Encapsulating his trysts with dyslexia, dyscalculia and ADHD through chaotic arrangements and bold abstract expressionism, Pallav Chander’s artworks have always been a visual representation of his life. His ongoing virtual show, The Organisation of Chaos, displayed by APRE Art House and curated by Prerna Jain and Ashwariya Khemka, is no different.
“My works are my subjective perceptions of the society, but not a judgement or a commentary on it. They don’t have a singular meaning, rather, open for viewers’ to draw their own interpretations,” says Chander, 30.
The Organisation..., he informs, has been curated to tell a story, “where at Chapter 1, I pay a tribute to my home”. As we move ahead, we encounter varied emotions, grief as well as greed, wherein the society is critiqued in the artist’s semiabstract works, “with a touch of satire”.

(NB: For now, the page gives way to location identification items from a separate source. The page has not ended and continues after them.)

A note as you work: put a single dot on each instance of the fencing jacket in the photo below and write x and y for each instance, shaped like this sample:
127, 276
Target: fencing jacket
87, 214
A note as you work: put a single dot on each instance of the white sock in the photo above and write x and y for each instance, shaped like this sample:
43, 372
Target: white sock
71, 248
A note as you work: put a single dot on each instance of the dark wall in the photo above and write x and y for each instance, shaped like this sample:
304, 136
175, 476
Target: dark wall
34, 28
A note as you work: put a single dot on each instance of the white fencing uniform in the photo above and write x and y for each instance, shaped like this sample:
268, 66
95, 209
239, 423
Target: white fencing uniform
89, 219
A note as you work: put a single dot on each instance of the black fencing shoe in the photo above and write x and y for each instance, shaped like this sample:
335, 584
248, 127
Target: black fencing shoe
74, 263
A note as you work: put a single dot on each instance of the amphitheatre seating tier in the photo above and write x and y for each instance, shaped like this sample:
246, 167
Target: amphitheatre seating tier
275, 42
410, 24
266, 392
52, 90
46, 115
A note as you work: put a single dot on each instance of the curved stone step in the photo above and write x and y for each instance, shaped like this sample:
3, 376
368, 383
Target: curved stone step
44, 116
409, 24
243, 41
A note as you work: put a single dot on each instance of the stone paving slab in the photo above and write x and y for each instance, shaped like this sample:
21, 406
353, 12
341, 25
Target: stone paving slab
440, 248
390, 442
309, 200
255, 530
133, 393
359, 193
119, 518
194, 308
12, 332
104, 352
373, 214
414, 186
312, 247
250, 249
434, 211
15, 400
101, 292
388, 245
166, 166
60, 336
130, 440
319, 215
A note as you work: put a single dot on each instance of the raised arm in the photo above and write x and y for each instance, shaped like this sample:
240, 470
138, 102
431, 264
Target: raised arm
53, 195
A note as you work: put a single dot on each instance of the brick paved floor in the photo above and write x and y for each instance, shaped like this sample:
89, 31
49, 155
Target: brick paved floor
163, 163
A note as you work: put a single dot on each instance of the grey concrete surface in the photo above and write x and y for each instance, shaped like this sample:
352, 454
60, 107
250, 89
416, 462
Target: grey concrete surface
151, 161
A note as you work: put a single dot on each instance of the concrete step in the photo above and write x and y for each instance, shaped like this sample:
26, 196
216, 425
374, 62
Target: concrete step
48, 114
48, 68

Chander is deeply inspired by Vincent van Gogh as is evident in his works that use bright, vivid colours and chaotic motifs to evoke raw emotions of inner disquiet and angst. “One must be genuine to his art, no matter what galleries or other artists say. I have seen many young artists bending towards others’ expectations. Not me,” he says. “Your own originality will keep you steady in the long run,” he adds. Born and brought up in Delhi to parents who are artists (his mom also taught at the Delhi College of Art), Chander was drawn to art since childhood, but “I was bad at painting, and this is what triggered me to learn the medium”.
After schooling (Apeejay and K R Mangalam), he flew to Birmingham City University, UK for his Bachelor of Art (BFA). “The teaching system there focuses on individuality. I had great teachers, but I learnt more from the student community. Since my mother was spending a lot of money on my education, I wanted to utilise every penny on learning more. The college helped me perfect myself.”
Back to Delhi in 2012 after completing his BFA, Chander began his professional journey “as an artist and a theatre actor-director-composer- writer”. As he says: “I have two parallel careers - painting and theatre. I have been into theatre since early childhood, and have trained under Amal Allana.”
Chander organises annual plays for city schools. “But I don’t write those because I am dyslexic, so I speak and my friends’ put it down in words.” He has had numerous g roup shows across the country and the UK. A recipient of the Junior Fellowship by the Indian Ministry of Culture (2019), he has had three solo shows so far, Decoding A Dyslexic Mind at Visual Art Gallery, New Delhi (2014) and Life Must Have Its Mysteries at Art4All Gallery, New Delhi (2017) and Tomorrow Belongs to Me (2019) at Alliance Francaise. For Chander, theatre and painting are not separate airtight compartments. “I treat my canvas like an extension of my stage, by painting layers upon layers, and compose my painting as though I am directing a play,” he says.